Il 14 marzo 2017 non è stato per me un giorno come gli altri, ma cosa c’entra Henry Ford?
Il pomeriggio precedente avevo avuto una risposta, positiva, ad un colloquio di lavoro e dopo quasi undici anni di “servizio”, avrei dovuto comunicare alla mia attuale azienda le mie dimissioni.
Per carità, ci possono essere situazioni molto più difficili e stressanti di questa nella vita di un uomo.
Ma cambiare qualcosa che fa parte della tua abitudine, e che riempie metà delle ore della tua giornata (e i due terzi delle ore in cui sei sveglio), non è esattamente facile.
Così… bussai alla porta ed entrai.
Non trovare il difetto. Trova il rimedio.
Avete presente quei calendari, molto basici nella grafica, che riportano per ogni giorno dell’anno un massima di qualche persona famosa?
Quel giorno, entrando nell’ufficio del mio responsabile, buttai l’occhio al calendario e c’era questa frase di Henry Ford: “Non trovare il difetto. Trova il rimedio.“.
A parte che Ford è stato sempre stato, ricordo dei miei studi in Scienze Politiche, un personaggio a cui mi sono approciato con ammirazione.
Ma in quel momento, in quella situazione, mi sembrava esattamente l’unica cosa che avesse senso dire.
Non avevo litigato con nessuno, non me ne andavo sbattendo la porta, non avevo recriminazioni da fare.
Semplicemente, c’era PER ME un difetto in quell’impianto di lavoro: non ero considerato per il molto che POTEVO dare, ma per il poco che DOVEVO dare per adeguarmi ad una struttura vecchia, nelle procedure e nei processi, diretta discendente di un mondo che non esiste più.
Trovato il difetto, non restava che trovare il rimedio.
E in un attimo mi sono accorto che che avevo passato molto tempo a cercare di trovare il rimedio: prima proponendo qualcosa che rompesse certe logiche, sentendomi dire “Sei polemico“.
Poi chiedendo che mi venisse riconosciuta, almeno a livello formale, un’importanza all’interno dell’azienda.
E infine cercando un nuovo lavoro, senza paura di cambiare, senza paura di rimettermi in gioco, senza mai più (l’ho promesso a me stesso!) tarparmi le ali per la ricerca della (finta) stabilità.
Così, quello che dissi in quel momento lo dissi con estrema tranquillità.
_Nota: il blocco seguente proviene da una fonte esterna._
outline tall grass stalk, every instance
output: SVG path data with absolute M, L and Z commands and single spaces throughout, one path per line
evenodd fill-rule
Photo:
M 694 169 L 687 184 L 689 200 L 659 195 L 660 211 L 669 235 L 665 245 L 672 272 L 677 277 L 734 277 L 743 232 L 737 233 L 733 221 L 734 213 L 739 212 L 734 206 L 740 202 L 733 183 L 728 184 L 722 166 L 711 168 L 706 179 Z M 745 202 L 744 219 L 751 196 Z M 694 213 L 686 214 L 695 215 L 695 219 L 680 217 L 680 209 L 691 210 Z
Come risultato finale di un processo in cui avevo finalmente trovato il rimedio.
Que sera, sera…
E oggi sono qui, work in progress.
E’ spiazzante, dopo undici anni, ogni mattina girare a destra e non più a sinistra al semaforo in fondo alla strada di casa mia.
Cambiare il bar della pausa pranzo, i compagni della pausa caffè e i temi delle chiacchiere tra una sessione di lavoro e l’altra.
Per non parlare di tutto il resto…
Ma non vorrò mai più essere ospite silenzioso e accondiscendente di una struttura lavorativa, nè tantomeno (quanto lo odio!) lamentarmi e non cercare di cambiare le cose.
Pensiero -> Azione.
Questo il mio mantra.
E spero che nessuno mai tolga dal mio (ex) ufficio il foglio di quel calendario, che ho ritagliato e appeso affianco alla postazione.